Kelli Porges, Mattis’s lawyer, said that while it is true that her client was close to Watt and had “a friendly interaction” with Blake’s friend before the shooting, it is not enough to find Mattis guilty.
“That is the evidence the government is asking you to convict Sheldon Mattis for first-degree murder,” Porges told the jury. “That’s it.”
Henning told jurors that in the days leading up to the killing, Flatline gang members had been feeling anxious about their feud with the Everton Street group. Mattis had been beaten up by rivals and someone had fired at a house on Levant Street, where the leader of Flatline lived.
On Sept. 25, Blake and the 14-year-old had spent the afternoon playing video games when they decided to go to Walgreen’s for rolling papers to smoke marijuana, Henning said.
After Mattis spoke to the younger boy, he left to find Watt and helped him conceal a .40-caliber pistol, Henning said.
Mattis patted Watt on the back just before Watt took off on his bike down Geneva Avenue to find the boys, Henning said.
Watt allegedly fired six rounds at Blake and the 14-year-old, who was struck in the neck and shoulder, but managed to run away. Blake was shot through his spinal cord and collapsed to the ground, partially paralyzed and gasping for air, Henning said.
Boston police Detective Jesse Goff, the prosecution’s first witness, described for the jury Blake’s final moments.
Goff, then a patrolman, and another officer were patrolling the area when the shots were fired. They rushed to Geneva Avenue, where they found Blake lying facedown on the sidewalk. Goff searched for a pulse and felt nothing.
“I thought he was gone,” he said. But as the other officer did chest compressions, Blake suddenly sat up, looking terrified and confused.
“ ‘Get off me! Get off me!’ ” Goff recalled him yelling as he flailed his arms so wildly the paramedics had to handcuff one of his wrists to the gurney. “He didn’t know what was going on.”
That behavior is typical of someone fighting for survival, a paramedic who took the stand after Goff explained.
Blake died two hours later on the operating table at Boston Medical Center.
Henning promised jurors that they would be convinced of the defendants’s guilt by witness testimony, ballistics evidence, and footage from surveillance cameras that recorded that day’s events.
But Porges, Mattis’s lawyer, said prosecution witnesses will give inconsistent and contradictory statements.

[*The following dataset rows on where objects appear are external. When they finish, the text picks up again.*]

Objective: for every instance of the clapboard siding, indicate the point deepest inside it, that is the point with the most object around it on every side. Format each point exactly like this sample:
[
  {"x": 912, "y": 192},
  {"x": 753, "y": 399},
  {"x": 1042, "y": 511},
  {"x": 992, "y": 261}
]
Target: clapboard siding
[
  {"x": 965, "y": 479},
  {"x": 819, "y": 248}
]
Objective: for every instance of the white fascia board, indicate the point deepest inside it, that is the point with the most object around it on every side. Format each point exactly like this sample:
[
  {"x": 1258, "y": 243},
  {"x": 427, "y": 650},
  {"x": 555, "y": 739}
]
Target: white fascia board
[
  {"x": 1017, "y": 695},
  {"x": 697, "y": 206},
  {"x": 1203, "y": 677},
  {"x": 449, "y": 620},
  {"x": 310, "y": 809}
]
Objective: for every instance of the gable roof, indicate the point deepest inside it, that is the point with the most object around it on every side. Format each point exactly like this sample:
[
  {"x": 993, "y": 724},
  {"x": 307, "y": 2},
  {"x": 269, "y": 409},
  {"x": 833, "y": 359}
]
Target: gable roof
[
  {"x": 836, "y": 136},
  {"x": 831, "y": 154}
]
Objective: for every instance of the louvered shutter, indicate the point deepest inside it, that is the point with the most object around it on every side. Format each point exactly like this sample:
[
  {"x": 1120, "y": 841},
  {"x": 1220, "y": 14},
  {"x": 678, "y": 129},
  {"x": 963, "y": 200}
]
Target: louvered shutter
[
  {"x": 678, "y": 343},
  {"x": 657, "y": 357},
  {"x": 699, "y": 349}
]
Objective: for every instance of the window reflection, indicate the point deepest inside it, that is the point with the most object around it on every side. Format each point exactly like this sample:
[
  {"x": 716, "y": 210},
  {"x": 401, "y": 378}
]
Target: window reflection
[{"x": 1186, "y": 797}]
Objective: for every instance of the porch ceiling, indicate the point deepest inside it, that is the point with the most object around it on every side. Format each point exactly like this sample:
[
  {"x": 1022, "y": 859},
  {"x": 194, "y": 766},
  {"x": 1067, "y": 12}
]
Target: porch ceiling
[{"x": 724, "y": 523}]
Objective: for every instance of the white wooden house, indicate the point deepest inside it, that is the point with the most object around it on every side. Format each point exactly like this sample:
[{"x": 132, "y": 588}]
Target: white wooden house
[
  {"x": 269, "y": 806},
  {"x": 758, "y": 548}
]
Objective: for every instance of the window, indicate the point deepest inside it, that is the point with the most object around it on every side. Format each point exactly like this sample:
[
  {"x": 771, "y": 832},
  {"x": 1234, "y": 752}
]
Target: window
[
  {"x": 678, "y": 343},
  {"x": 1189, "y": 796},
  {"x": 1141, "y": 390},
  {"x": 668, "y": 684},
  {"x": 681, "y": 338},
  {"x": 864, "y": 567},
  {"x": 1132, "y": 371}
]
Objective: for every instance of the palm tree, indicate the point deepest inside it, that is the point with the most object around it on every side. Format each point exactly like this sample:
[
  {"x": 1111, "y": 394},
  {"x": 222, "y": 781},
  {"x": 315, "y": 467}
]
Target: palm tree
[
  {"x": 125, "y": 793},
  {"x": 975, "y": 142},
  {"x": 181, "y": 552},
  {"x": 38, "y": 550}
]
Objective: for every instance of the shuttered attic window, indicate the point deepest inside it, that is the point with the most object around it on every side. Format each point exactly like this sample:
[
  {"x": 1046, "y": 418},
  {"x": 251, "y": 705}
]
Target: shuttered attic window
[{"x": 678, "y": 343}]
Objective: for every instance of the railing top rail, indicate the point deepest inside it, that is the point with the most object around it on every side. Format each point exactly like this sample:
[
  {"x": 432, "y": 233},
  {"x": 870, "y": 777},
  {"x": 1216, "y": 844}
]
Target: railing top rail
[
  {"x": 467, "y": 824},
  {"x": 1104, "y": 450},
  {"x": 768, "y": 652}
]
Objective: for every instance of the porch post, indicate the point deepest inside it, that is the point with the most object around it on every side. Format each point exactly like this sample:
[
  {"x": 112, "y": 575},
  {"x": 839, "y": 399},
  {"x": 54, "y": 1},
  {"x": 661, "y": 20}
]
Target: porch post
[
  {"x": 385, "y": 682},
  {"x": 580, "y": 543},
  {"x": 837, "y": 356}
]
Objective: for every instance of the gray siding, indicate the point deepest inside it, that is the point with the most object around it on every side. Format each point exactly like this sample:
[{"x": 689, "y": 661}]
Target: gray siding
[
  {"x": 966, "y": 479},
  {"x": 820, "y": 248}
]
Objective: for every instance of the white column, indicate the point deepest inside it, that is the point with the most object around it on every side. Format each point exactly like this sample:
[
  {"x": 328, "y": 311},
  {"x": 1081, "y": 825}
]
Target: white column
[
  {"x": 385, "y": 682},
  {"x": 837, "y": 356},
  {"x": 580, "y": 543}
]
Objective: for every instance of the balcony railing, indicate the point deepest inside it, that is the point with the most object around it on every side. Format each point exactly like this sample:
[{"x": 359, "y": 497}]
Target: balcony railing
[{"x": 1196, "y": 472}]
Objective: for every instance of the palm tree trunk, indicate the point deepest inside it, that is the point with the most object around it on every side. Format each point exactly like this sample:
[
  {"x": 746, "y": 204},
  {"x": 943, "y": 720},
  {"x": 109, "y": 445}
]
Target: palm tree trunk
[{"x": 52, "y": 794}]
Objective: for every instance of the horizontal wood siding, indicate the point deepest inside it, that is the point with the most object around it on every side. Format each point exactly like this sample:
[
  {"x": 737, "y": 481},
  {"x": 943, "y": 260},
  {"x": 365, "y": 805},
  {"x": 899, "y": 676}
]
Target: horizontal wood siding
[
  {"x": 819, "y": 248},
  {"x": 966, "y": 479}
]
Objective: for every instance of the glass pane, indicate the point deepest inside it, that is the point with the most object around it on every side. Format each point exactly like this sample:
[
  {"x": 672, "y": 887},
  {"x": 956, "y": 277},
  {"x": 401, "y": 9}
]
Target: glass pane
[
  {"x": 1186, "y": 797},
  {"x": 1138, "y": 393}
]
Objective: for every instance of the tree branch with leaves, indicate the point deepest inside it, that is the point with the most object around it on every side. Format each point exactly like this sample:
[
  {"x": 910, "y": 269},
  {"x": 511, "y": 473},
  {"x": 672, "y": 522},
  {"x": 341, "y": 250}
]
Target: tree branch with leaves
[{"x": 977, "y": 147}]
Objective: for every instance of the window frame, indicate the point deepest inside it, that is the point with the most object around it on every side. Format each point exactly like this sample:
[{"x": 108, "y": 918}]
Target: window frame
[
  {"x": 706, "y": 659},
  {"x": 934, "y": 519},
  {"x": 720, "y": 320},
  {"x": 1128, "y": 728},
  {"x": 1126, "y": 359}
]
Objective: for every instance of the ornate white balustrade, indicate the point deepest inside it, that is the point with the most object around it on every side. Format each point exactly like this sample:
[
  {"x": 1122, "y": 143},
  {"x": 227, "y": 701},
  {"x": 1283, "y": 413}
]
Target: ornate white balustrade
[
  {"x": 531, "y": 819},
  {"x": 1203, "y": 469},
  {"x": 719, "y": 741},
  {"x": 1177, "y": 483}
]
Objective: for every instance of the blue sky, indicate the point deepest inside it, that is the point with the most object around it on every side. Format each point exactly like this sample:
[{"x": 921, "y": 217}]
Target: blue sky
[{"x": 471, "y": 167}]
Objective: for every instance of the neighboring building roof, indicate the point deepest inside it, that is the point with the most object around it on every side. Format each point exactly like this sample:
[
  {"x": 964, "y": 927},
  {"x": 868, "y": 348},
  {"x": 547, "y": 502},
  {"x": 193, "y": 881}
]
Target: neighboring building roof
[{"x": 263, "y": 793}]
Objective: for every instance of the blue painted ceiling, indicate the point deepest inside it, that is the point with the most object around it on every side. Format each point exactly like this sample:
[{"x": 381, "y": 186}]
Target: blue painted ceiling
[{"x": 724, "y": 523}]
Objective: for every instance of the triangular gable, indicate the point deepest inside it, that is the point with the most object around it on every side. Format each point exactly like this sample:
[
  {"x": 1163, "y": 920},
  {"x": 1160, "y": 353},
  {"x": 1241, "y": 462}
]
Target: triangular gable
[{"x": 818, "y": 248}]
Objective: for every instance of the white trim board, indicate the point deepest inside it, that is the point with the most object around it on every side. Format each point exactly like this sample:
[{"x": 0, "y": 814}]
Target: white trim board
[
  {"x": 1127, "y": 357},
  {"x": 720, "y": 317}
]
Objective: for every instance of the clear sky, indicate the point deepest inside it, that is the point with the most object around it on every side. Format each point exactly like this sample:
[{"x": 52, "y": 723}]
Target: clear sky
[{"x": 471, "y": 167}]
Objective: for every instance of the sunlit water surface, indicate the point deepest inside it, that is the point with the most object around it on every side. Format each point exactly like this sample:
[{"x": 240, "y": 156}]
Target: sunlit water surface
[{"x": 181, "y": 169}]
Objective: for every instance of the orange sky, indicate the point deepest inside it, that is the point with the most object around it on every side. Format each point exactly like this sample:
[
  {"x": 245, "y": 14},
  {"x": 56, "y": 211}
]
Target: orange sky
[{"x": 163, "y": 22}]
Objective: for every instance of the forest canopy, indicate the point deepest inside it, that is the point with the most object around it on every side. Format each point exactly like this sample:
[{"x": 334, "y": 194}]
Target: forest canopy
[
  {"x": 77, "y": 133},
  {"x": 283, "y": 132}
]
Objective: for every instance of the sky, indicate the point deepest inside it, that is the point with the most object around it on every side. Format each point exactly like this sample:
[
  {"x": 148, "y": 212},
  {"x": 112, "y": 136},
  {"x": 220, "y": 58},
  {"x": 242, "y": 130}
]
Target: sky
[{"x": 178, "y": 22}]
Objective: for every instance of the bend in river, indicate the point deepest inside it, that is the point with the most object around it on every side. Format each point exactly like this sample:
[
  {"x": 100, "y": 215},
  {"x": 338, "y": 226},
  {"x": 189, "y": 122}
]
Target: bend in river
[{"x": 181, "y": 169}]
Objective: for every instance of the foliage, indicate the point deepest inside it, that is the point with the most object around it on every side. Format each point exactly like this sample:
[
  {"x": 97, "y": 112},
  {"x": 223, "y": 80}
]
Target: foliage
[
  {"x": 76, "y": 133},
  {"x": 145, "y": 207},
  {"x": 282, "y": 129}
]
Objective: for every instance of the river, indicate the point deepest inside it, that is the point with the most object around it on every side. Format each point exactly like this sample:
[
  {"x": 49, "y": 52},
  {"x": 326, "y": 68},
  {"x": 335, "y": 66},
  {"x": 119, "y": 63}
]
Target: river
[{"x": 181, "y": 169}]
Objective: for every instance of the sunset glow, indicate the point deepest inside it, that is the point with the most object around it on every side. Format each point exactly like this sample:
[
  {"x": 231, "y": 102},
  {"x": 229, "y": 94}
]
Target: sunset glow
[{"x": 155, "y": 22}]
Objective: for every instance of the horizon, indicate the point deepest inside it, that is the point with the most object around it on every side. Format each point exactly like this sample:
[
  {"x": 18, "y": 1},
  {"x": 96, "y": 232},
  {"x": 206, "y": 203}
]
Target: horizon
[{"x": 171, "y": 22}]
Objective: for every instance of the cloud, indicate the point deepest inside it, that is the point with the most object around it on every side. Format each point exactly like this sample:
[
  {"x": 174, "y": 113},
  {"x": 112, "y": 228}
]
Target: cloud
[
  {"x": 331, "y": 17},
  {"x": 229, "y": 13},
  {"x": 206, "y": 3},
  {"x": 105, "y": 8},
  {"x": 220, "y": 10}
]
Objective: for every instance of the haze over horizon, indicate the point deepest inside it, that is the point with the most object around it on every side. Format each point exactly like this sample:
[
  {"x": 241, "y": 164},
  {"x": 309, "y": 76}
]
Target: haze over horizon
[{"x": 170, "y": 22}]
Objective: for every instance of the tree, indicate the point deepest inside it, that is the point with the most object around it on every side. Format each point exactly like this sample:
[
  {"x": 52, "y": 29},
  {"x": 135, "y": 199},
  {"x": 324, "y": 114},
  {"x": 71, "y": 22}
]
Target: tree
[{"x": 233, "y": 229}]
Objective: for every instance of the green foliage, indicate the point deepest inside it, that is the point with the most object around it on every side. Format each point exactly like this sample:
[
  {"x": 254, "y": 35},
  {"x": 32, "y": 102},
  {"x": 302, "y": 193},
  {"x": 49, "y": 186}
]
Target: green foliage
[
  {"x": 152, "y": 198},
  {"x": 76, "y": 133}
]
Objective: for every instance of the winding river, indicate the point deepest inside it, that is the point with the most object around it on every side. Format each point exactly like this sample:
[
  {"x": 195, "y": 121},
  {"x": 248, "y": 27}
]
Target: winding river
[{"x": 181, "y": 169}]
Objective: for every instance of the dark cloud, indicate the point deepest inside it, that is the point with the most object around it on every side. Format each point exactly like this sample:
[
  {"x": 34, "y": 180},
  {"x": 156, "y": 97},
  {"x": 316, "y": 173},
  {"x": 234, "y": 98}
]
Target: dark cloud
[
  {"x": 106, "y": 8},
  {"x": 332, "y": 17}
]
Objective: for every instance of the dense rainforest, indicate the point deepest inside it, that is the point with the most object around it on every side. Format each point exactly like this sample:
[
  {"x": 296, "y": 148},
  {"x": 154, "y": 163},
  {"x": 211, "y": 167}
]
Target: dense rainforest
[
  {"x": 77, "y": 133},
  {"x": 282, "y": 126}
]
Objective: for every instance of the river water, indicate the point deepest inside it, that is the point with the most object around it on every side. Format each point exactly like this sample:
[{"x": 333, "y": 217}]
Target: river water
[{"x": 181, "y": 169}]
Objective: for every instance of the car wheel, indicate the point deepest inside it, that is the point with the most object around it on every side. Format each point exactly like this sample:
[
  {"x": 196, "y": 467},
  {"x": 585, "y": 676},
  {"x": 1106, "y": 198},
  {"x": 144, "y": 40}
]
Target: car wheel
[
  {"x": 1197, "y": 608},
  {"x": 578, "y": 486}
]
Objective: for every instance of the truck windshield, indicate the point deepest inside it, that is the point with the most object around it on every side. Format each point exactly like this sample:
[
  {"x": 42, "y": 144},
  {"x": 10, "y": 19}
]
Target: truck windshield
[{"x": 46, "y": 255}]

“If you think one of the things they’re telling isn’t true, how do you accept anything they’re telling you?” she asked jurors.
Blake’s shooting echoed another killing in Bowdoin-Geneva, in 2010, when 14-year-old Nicholas Fomby-
Davis was shot to death by two gang members who mistook him for a rival. In 2012, Joshua Fernandes, 19, and Crisostomo Lopes, 23, were convicted of the killing.
In July, 19-year-old Ricardo Arias was sentenced to life in prison for the 2011 killing of Alex Sierra, 18. Arias, a Mission Hill gang member, approached Sierra, who had no such ties, on a South End street, and asked him where he lived. When Sierra said Villa Victoria, a housing complex, Arias shot him multiple times.